Simon A, Younis J, Lewin A, Bartoov B, Schenker J G, Laufer N
Department of Obstetrics and Gynecology, Hadassah University Hospital, Jerusalem, Israel.
Fertil Steril. 1991 Aug;56(2):325-31.
This work was undertaken to evaluate the correlation between sperm cell morphology and fertilization after zona pellucida slitting in subfertile males.
Twenty-two couples who failed at least one in vitro fertilization attempt because of lack of oocytes fertilization underwent a zona-slitting micromanipulative procedure. A total of 245 oocytes were retrieved and inseminated by three different modes: 151 oocytes underwent micromanipulation, 2 were damaged, and the remaining 149 inseminated by the husband's sperm (group A).

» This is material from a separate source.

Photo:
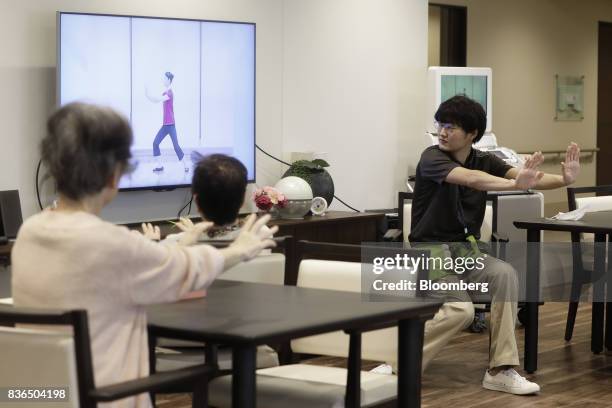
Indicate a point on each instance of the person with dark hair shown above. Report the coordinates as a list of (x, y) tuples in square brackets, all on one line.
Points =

Fifty-five oocytes were not manipulated and inseminated by the husband's sperm (group B), and 39 oocytes were not manipulated and inseminated by a donor sperm (group C).
Fertilization rates were 26.8%, 5.5%, and 53.8% in groups A, B, and C, respectively, and differed significantly between group A and group B. The cleavage rates were lower for oocytes fertilized by the husband's sperm (48.6%) than that obtained by donor (90%), suggesting a sperm factor contributing to this phenomenon. The procedure was most efficient in patients with a total motile sperm count after preparation of greater than or equal to 5 million and with either normal sperm morphology or defects localized to the acrosome or tail region only. Sperm with nuclear morphological abnormalities demonstrated a marked reduction in fertilization potential.
It is concluded that the zona-slitting technique enhances fertilization of severely subfertile sperm, and its efficacy is affected by sperm morphology and a threshold concentration of motile cells.
本研究旨在评估不育男性在透明带切开后精子细胞形态与受精之间的相关性。
22对夫妇因卵母细胞受精失败至少进行过一次体外受精尝试,他们接受了透明带切开显微操作程序。共获取245个卵母细胞,并通过三种不同方式进行授精:151个卵母细胞接受显微操作,2个受损,其余149个由丈夫的精子授精(A组)。55个卵母细胞未进行操作,由丈夫的精子授精(B组),39个卵母细胞未进行操作,由供体精子授精(C组)。
A组、B组和C组的受精率分别为26.8%、5.5%和53.8%,A组和B组之间差异显著。由丈夫的精子受精的卵母细胞的卵裂率(48.6%)低于供体精子受精的卵母细胞(90%),提示存在精子因素导致这种现象。该程序在制备后总活动精子数大于或等于500万且精子形态正常或仅顶体或尾部区域存在缺陷的患者中效率最高。具有核形态异常的精子受精潜力明显降低。
得出结论,透明带切开技术可提高严重不育精子的受精率,其疗效受精子形态和活动细胞阈值浓度的影响。